Indeed, this study adds powerful new testimony to the mounting case that even the most desperate people with multiple diagnoses can be treated. In 2005, a McLean Hospital study found that, among patients diagnosed with borderline personality disorder, an astonishing 74 percent had no active symptoms after six years. Only six percent had relapsed into the full-blown disorder. At the Personality Disorders Institute at Cornell’s Weill Medical College, randomized controlled trials have shown that borderline patients make lasting improvements with a psychodynamic treatment called “transference focused psychotherapy.”

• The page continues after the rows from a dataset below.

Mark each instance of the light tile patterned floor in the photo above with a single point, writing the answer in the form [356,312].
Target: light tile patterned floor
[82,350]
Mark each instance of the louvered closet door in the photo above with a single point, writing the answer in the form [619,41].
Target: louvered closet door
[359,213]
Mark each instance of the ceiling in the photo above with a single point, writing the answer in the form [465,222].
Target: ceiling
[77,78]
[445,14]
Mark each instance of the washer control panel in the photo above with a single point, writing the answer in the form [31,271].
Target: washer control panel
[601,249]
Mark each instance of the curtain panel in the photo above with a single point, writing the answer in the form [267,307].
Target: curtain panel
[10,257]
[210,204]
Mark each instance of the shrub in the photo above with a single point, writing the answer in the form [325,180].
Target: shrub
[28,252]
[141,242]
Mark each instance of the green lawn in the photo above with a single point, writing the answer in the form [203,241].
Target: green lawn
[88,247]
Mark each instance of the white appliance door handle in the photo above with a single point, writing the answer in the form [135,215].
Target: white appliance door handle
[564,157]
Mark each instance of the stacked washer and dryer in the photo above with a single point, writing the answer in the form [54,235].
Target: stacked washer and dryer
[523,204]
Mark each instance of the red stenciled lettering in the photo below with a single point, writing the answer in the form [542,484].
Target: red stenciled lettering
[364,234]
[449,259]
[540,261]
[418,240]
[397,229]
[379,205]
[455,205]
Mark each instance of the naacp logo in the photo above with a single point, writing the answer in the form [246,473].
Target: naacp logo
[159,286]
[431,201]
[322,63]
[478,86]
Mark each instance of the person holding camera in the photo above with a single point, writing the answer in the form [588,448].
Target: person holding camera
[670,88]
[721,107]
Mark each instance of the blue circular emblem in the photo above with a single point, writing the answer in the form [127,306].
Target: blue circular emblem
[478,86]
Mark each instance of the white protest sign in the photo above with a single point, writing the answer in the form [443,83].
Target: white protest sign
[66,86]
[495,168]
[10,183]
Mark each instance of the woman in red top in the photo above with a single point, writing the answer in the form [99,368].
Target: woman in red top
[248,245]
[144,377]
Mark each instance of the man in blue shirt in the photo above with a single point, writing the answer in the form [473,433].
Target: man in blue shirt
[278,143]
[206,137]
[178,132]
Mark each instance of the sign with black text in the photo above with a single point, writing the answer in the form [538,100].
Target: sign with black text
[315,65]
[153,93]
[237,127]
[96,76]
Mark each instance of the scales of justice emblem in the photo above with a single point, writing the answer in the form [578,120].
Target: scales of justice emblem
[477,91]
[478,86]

What’s all the more striking is that impressive outcomes in previously “treatment resistant” patients can be produced by long-term psychodynamic psychotherapy. In an age of drug treatments and managed care, the “talking cure” practically disappeared from mainstream medical practice. Whereas psychiatric residents once devoted half their training hours to long-term psychotherapy, it’s now shrunk to a puny 2.5 percent. But in a landmark meta-analysis of 23 studies involving more than a thousand patients, researchers found the method demonstrably effective, with long-lasting benefits. The study published in the October, 2008 issue of the Journal of the American Medical Association, marked what one academic described to The New York Times as a “turning point” for the psychodynamic approach.

In short, there is hope for those complex patients who don’t respond to psychiatry’s usual treatments. They may actually not be “treatment-resistant” but actually can respond when given the space and time to take charge of their lives with the help of a psychotherapist.